1-7 Light guide plate 10 Housing 11 Front chassis 12 Rear chassis 14 Bezel 15 Light source (light source)
16 LED board 17 LED (light source)
18 Optical axis direction 19 Normal direction 20 Base layer 21 End face 22 Front face (first main face)
23 Rear surface (second main surface)
24 main dots (1st type dots)
25 Sub-dot (second type dot)
26, 27 Dot pattern 28 High refractive index coating (high refractive index layer)
29 Low refractive index coating (low refractive index layer)
31 Protective cover 32 Reflective sheet 34 Optical sheet 35 Liquid crystal panel 36 Transparent protective plate (protective plate)
37 reflective polarizing sheet (polarized reflective sheet)
41 to 48 Lighting device 50 Lighting equipment 51 Power supply unit 52 Cover 53 Cable 54 Wire 61 to 63 Liquid crystal display device (display device)
g1, g2 Orientation angle characteristics φ ₁ , φ ₂ luminous flux θ ₁ , θ ₂ taper angle (angle formed by lower bottom surface and inclined side surface)

Claims

A light guide plate having a first main surface and a second main surface opposite to each other, which is a surface different from an end surface which is a light incident surface, wherein the second main surface is a structure having a different shape from each other. A light guide plate comprising a dot pattern including a first type dot and a second type dot.
The said 1st type dot and said 2nd type dot are each a cone or a frustum, and the angle which a lower bottom face and an inclined side surface comprise differs from each other. The light guide plate described.
3. The light guide plate according to claim 1, wherein at least one of the first type dots and the second type dots is a frustum in which an upper bottom surface and a lower bottom surface are parallel to each other.
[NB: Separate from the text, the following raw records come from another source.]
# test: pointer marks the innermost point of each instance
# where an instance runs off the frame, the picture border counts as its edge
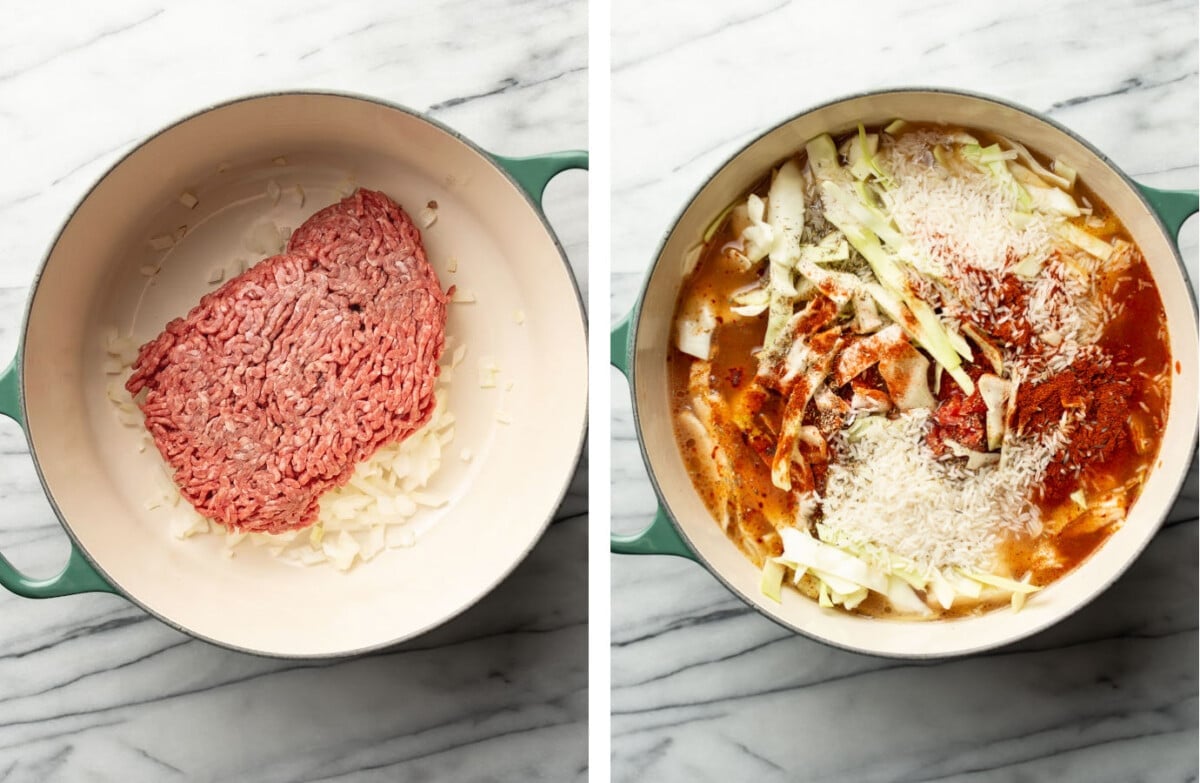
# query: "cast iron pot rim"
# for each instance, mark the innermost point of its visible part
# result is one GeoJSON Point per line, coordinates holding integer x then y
{"type": "Point", "coordinates": [635, 318]}
{"type": "Point", "coordinates": [33, 294]}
The light guide plate according to any one of claims 1 to 3, wherein at least one of the first type dots and the second type dots is a cone or a truncated cone.
The light guide plate according to any one of claims 1 to 4, wherein the dot pattern is also disposed on the first main surface.
The light guide plate according to claim 5, wherein the dot pattern arranged on the first main surface and the dot pattern arranged on the second main surface are plane symmetric.
The light guide plate according to any one of claims 1 to 6, wherein the first type dots and the second type dots are recessed from the surface of the light guide plate.
The light guide plate according to any one of claims 1 to 7, wherein the first type dots and the second type dots are convex shapes protruding from the surface of the light guide plate.
A base layer made of a first material and having the first major surface;
A high refractive index layer that is laminated on the base layer and is made of a second material having a refractive index higher than that of the first material, and whose side surface opposite to the contact surface with the base layer is the second main surface; The light guide plate according to claim 7 or 8.
A base layer made of a first material and having the second major surface;
A low-refractive index layer that is laminated on the base layer and is made of a third material having a refractive index lower than that of the first material, and whose side surface opposite to the contact surface with the base layer is the first main surface; The light guide plate according to claim 7 or 8.
The light guide plate according to any one of claims 1 to 10,
An illumination device comprising: a light source disposed opposite to the end face of the light guide plate and emitting the light.
A lighting device according to claim 11;
A display device, comprising: a liquid crystal panel disposed opposite to the first main surface.
The display device according to claim 12, further comprising a reflective sheet disposed to face the second main surface.
13. The display device according to claim 12, further comprising a protective plate that protects the second main surface and transmits light emitted from the second main surface.
The display device according to claim 14, further comprising a polarization reflection sheet that is disposed between the second main surface and the protective plate and reflects light in a polarization direction that can be transmitted through the liquid crystal panel.